You know, the bare necessities.
In 1984 when cellphones were first mass marketed, did anybody, Kodak included, think that there’d come a day when a phone had to double as a camera? Yet, increasingly our devices are being required to multi-task because those mono-functional days have gone the way of wine and roses. What will be the last frontier? When, I sometimes ask myself, will enough be enough?
No time soon, apparently. Change is a freight train from which you simply have to get out of the way or risk being mowed down. This makes me very anxious, I’ll admit. And it’s reflected in this recurring nightmare from which I usually wake drenched in cold sweat. This is the scenario:
I go to the ladies’ counter in a fine department store and encounter the snooty shop girl, who’s one of those who’re scornful of any full-figured gal whose BMI seems to have eaten her IQ for lunch… and dinner.
Me (wearing my best RBF): I’d like to see your nicest bras, please.
Her (wearing her best RBF, and sighing): What, um, size are you?
Me: Ahem, just point me in the general direction, will you.
Her: OK, ma’am. (Ma’am? When the hell did I become a ma’am? But OK, whatevs.) Will that be smart brassieres that come equipped with Google Maps and can tell time and whether or not you’re ovulating?
Lord, first it was Dolly the sheep. Then that freaky Star Trek hologram business at Obama’s first inauguration. I don’t know about you, but smart brassieres are where I draw the line. It’s all entirely too much. And yet, isn’t it possible that this is where we’re headed?

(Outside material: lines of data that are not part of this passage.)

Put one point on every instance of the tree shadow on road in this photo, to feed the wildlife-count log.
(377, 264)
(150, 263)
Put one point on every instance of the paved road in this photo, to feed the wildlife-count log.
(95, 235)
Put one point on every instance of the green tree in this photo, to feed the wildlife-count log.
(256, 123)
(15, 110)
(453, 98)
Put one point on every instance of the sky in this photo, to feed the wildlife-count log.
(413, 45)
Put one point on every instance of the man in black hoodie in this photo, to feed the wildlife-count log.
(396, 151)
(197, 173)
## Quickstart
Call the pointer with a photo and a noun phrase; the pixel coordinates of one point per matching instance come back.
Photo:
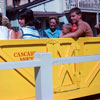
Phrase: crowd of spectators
(77, 28)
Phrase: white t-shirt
(4, 35)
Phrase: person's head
(26, 17)
(53, 22)
(0, 18)
(75, 15)
(5, 22)
(66, 28)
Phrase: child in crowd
(67, 28)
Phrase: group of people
(77, 28)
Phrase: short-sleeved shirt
(86, 29)
(55, 34)
(29, 32)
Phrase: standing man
(52, 32)
(83, 28)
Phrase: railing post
(43, 77)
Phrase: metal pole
(43, 77)
(97, 18)
(4, 12)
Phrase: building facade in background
(89, 8)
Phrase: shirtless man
(83, 28)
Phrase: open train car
(70, 81)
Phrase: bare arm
(61, 35)
(19, 35)
(75, 34)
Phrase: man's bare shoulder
(83, 23)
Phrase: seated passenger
(83, 28)
(28, 30)
(52, 32)
(4, 35)
(66, 28)
(5, 22)
(98, 29)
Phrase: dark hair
(0, 18)
(27, 15)
(76, 10)
(54, 17)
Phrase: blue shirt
(55, 34)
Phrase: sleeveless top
(29, 32)
(4, 35)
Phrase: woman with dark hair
(28, 30)
(52, 32)
(4, 35)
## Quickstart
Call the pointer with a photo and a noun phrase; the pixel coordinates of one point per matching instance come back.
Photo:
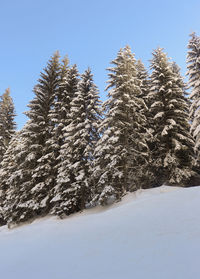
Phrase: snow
(150, 234)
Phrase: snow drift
(150, 234)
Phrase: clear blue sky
(91, 32)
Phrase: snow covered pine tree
(31, 194)
(122, 151)
(7, 123)
(72, 190)
(173, 146)
(193, 61)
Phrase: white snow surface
(150, 234)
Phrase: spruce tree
(193, 61)
(12, 173)
(121, 152)
(80, 135)
(34, 176)
(7, 123)
(173, 144)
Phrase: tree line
(76, 152)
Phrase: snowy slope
(150, 234)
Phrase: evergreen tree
(122, 151)
(173, 145)
(7, 123)
(193, 61)
(80, 135)
(33, 177)
(11, 172)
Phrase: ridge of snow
(152, 233)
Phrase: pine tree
(7, 123)
(11, 172)
(173, 146)
(34, 175)
(72, 190)
(122, 151)
(193, 61)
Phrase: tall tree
(7, 123)
(173, 148)
(31, 193)
(122, 151)
(72, 190)
(193, 61)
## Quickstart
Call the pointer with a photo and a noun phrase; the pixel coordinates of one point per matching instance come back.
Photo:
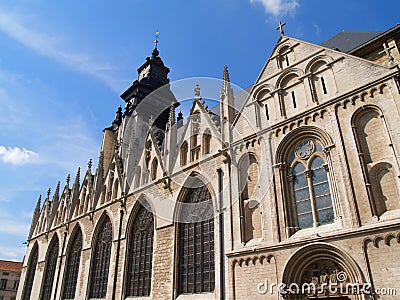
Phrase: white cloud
(53, 46)
(278, 7)
(17, 156)
(14, 254)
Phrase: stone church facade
(298, 186)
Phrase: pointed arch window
(101, 261)
(140, 256)
(310, 184)
(184, 153)
(50, 269)
(196, 266)
(250, 212)
(72, 266)
(30, 274)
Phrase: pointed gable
(299, 76)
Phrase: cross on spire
(280, 27)
(386, 50)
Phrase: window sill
(200, 296)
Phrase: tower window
(51, 263)
(311, 191)
(72, 268)
(324, 85)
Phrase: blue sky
(63, 65)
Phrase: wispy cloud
(50, 45)
(278, 7)
(17, 156)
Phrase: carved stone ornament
(305, 149)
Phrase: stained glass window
(101, 261)
(50, 269)
(316, 179)
(140, 255)
(30, 275)
(196, 243)
(72, 266)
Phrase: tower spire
(155, 50)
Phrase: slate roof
(345, 41)
(10, 266)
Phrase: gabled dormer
(299, 76)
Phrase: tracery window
(72, 266)
(101, 261)
(30, 274)
(154, 166)
(51, 263)
(311, 191)
(140, 255)
(206, 142)
(196, 266)
(184, 152)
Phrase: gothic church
(299, 184)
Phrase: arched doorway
(322, 271)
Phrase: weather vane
(280, 27)
(156, 40)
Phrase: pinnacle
(226, 83)
(226, 74)
(78, 175)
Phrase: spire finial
(226, 74)
(197, 91)
(280, 27)
(78, 176)
(180, 116)
(225, 77)
(118, 117)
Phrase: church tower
(152, 75)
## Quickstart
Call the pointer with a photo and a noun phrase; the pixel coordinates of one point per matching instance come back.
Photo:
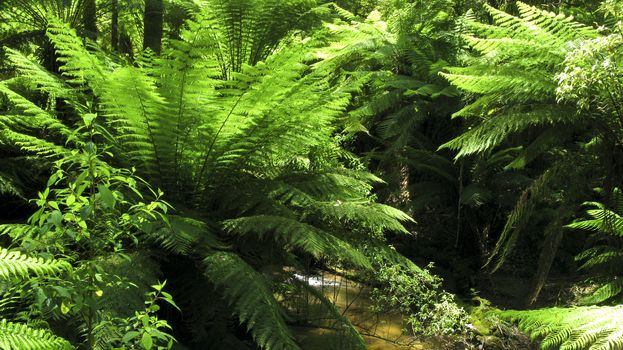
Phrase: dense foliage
(169, 169)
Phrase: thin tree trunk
(152, 22)
(114, 27)
(89, 19)
(553, 236)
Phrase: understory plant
(247, 155)
(94, 216)
(428, 310)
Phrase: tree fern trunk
(152, 22)
(89, 19)
(553, 236)
(114, 26)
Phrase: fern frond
(576, 328)
(78, 64)
(15, 336)
(15, 264)
(300, 235)
(249, 295)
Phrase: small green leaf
(64, 308)
(106, 196)
(146, 341)
(129, 336)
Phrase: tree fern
(251, 298)
(246, 157)
(518, 60)
(593, 327)
(15, 336)
(603, 257)
(15, 264)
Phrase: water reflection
(381, 330)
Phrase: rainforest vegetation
(227, 174)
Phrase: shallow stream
(381, 330)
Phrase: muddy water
(381, 330)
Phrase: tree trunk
(114, 26)
(89, 19)
(152, 21)
(553, 236)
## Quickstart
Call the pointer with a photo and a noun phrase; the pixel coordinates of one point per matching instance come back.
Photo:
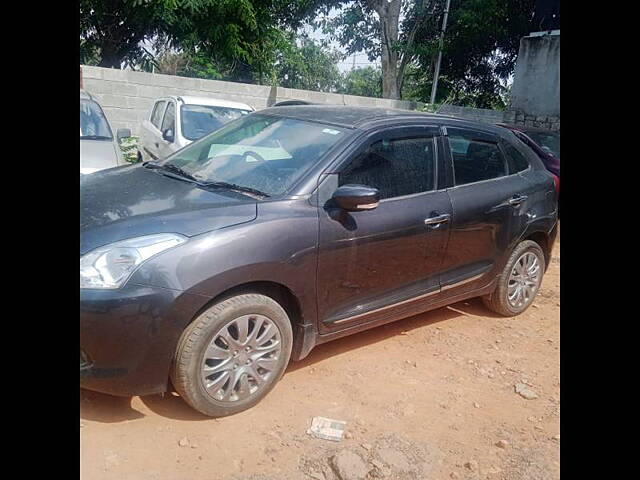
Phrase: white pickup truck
(176, 121)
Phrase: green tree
(375, 27)
(308, 66)
(240, 35)
(479, 55)
(363, 81)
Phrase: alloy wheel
(241, 358)
(524, 280)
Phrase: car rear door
(372, 261)
(489, 210)
(150, 135)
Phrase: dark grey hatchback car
(294, 226)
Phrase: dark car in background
(294, 226)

Still, I’ll concede it’s not all bad. I remember scoffing at the concept of reading devices in the past. Oh, I would never buy one, I sniffed. Today, however, nothing fills me with as much perverse joy as the knowledge that I can read my tons of books and watch tons of TV — my two favourite pastimes — on a single machine that I can toss in a bag and take anywhere. I’ve come to sincerely believe that, despite my bellyaching sometimes, I’m part of civilisation’s finest hour.

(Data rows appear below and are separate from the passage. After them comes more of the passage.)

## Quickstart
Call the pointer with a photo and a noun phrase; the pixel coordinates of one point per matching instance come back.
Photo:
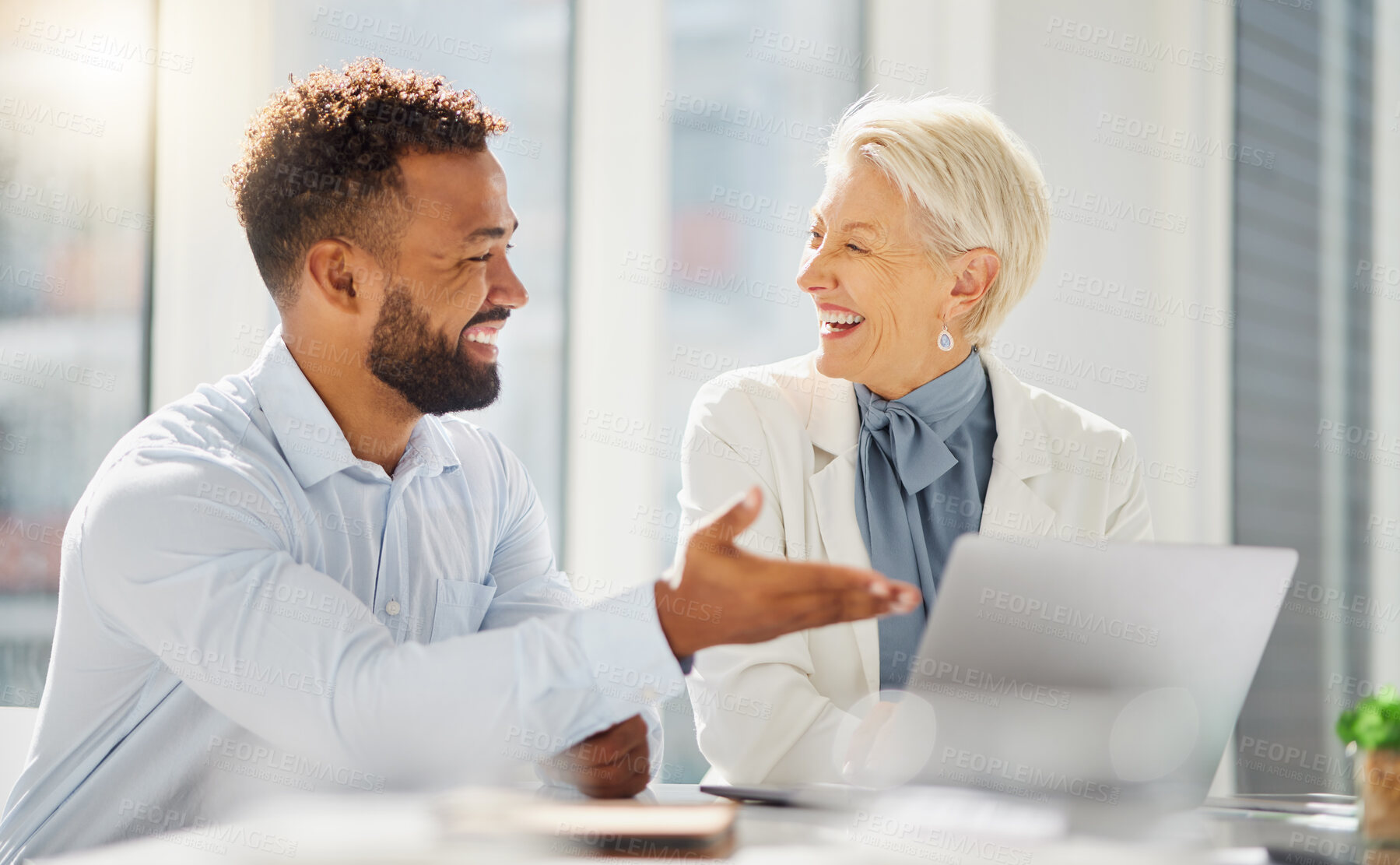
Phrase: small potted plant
(1371, 731)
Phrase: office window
(755, 90)
(1302, 374)
(515, 58)
(76, 146)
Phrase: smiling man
(308, 577)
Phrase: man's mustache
(494, 314)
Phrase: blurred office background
(1224, 276)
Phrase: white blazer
(774, 712)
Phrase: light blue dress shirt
(247, 609)
(920, 482)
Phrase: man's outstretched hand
(612, 765)
(730, 595)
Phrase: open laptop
(1093, 675)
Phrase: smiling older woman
(896, 434)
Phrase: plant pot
(1378, 796)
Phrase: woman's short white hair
(972, 181)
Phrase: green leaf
(1374, 724)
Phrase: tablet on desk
(781, 796)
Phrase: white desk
(406, 829)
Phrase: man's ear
(332, 273)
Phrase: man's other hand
(730, 595)
(612, 765)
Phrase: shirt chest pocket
(461, 605)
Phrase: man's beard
(427, 367)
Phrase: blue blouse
(920, 482)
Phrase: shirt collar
(942, 403)
(311, 440)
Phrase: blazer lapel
(1019, 454)
(833, 426)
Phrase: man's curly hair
(322, 160)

That’s progress for you, I guess.
Now, about those laudable ideologies…
When the Founding Fathers penned that numinous document called the Declaration of Independence that stated, in part, “We hold these truths to be self-evident, that all men are created equally,” by history’s account, the detritus hit the fan and western civilisation was thrown on its ear and onto the horns of a psychological dilemma. Slavery, up until then, remember, was an establishment believed to be divinely sanctioned by God and the Church itself; it was practically Apocrypha. But here’s an upshot: all these years later, a sovereign nation called Jamaica exists, demonstrating to the world, as recently as last month at the World Championships, that we’re among the best in the world.
So recent newsmaker Kentucky county clerk Kim Davis’s defiance in denying same-sex couples marriage licences, even despite the recent ruling of the Supreme Court, is really a tempest in a teacup. In the same way that America, more than half-a-century after Martin Luther King’s now-famous “I Have a Dream” speech, has a black president, people of different sexual identities will have their day. This is no longer the dawning of the Age of Aquarius; we’re living in the time of “I am Cait”.

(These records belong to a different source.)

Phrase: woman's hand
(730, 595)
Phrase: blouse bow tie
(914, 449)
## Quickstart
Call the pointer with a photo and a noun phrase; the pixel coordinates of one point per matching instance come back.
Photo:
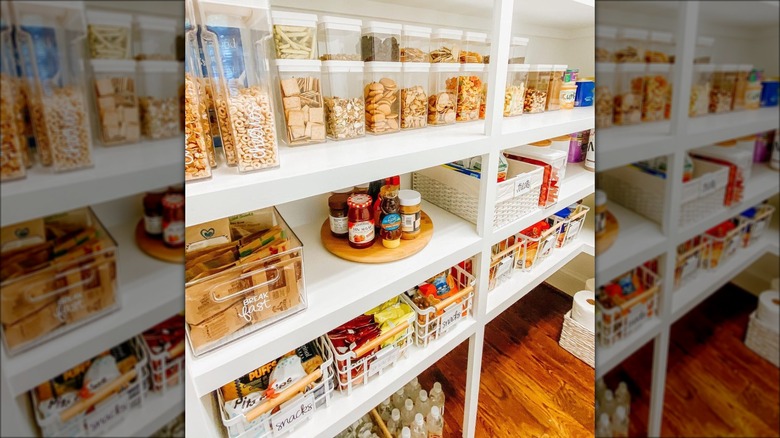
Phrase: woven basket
(578, 340)
(763, 340)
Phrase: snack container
(295, 35)
(224, 306)
(63, 293)
(339, 38)
(48, 35)
(308, 395)
(239, 73)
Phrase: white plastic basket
(260, 422)
(111, 403)
(434, 321)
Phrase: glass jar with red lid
(360, 221)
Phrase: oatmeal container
(295, 35)
(381, 93)
(301, 101)
(414, 95)
(442, 93)
(446, 45)
(109, 35)
(338, 38)
(48, 35)
(154, 38)
(240, 81)
(380, 41)
(415, 44)
(345, 116)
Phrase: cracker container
(238, 36)
(50, 37)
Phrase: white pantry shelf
(119, 171)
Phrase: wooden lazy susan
(156, 248)
(377, 253)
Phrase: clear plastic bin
(295, 35)
(446, 45)
(382, 92)
(415, 44)
(414, 95)
(380, 41)
(109, 35)
(442, 93)
(240, 82)
(339, 38)
(345, 116)
(301, 101)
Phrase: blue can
(584, 96)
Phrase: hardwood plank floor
(715, 385)
(530, 387)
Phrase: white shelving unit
(297, 189)
(641, 239)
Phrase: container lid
(302, 65)
(409, 197)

Embracing change is simply a mindset. It requires one to relinquish the control one has on the order one has established for one’s life, on one’s world. Having installed Windows 10, it was disorienting to wake up the following morning unable to make sense of the world I’d known up until the day before; in other words, the old operating system I knew in my sleep. Would my refusing to let go of Windows 8 change anything? Abso-firetrucking-lutely not. Sometime soon, I’ll be obliged to buy a new computer when my current one becomes obsolete, and it will be retrofitted with Windows 10. Such is the nature of progress. It’s the currency that keeps this old world moving toward becoming the entity it must eventually be.
For true progress to be effected, constant changes to our operating systems — literally and figuratively — need to be made. Change is messy, it’s disorienting; nobody likes it because it challenges our need for comforting chimeras.
But, make no mistake, with or without us, it will occur.